Several limitations in this study should be acknowledged. The diagnoses of COPD and other comorbidities were based on physician-diagnosed COPD and comorbidities. The accuracy of the diagnosis of COPD was not certified by specialist-diagnosed COPD. However, since COPD is not always diagnosed by specialists in the real-world, the data for physician-diagnosed COPD for studies such as epidemiologic studies and the present study are thought to be meaningful results. In addition, since the DPC database does not include the stages of COPD severity or details of pulmonary function tests, including forced expiratory volume in 1 second and other indices, the degree of airflow limitation was not evaluated in this study. Thus, we cannot discuss the association between mortality of patients with COPD and severity of COPD by airflow limitation. Although airflow limitation is known to be one of the important predictors of mortality, the patients’ general conditions and comorbidities at admission were also independent predictors for emergently hospitalized patients with COPD, independently of the severity of COPD [27]. Moreover, it was recently reported that a former-year exacerbation is a significant predictor of COPD exacerbation [33]. However, evaluation of former-year exacerbations was too difficult in the present study, because patients are not always admitted to the same hospital and it is impossible to identify individuals readmitted to other hospitals in the nationwide DPC database. Therefore, we could not evaluate the former-year exacerbations in this study or discuss the association with mortality.

Conclusions

In conclusion, our present study investigated all-cause in-hospital mortality in patients with COPD who required emergency hospital admission not only for exacerbations of COPD, but also for any cause. Higher mortality was associated with older age, male sex, lower BMI, more severe dyspnea, lower level of consciousness, and worse disability of ADL on admission.

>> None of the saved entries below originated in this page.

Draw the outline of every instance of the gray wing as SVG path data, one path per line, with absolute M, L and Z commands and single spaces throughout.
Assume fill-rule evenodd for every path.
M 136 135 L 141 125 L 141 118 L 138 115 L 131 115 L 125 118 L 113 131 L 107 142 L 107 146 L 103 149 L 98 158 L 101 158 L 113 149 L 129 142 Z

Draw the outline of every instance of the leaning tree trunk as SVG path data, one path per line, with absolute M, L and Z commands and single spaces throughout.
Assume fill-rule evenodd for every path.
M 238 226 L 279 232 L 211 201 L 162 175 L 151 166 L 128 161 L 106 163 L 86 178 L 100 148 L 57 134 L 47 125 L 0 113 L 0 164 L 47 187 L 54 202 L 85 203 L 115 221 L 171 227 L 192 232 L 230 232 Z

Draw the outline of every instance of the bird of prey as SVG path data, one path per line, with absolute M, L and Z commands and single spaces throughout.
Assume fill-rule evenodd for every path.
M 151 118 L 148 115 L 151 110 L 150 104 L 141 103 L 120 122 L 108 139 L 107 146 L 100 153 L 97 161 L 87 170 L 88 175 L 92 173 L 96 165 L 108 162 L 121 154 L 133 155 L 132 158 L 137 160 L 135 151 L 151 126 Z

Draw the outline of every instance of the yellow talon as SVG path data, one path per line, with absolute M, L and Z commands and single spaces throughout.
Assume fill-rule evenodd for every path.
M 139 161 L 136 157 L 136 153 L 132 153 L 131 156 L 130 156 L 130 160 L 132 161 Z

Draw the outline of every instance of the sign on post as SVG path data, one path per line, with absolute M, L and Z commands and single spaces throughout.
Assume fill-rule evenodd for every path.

Comorbidities with pneumonia, including aspiration and interstitial pneumonitis, pulmonary embolism, respiratory failure, lung cancer, heart failure, cerebrovascular disease, liver cirrhosis, and chronic renal failure were associated with higher mortality. Therefore, recognition of patients’ general conditions and their comorbidities at admission would be helpful for understanding the all-cause mortality and would provide a strategic direction for choosing better treatment options for COPD patients.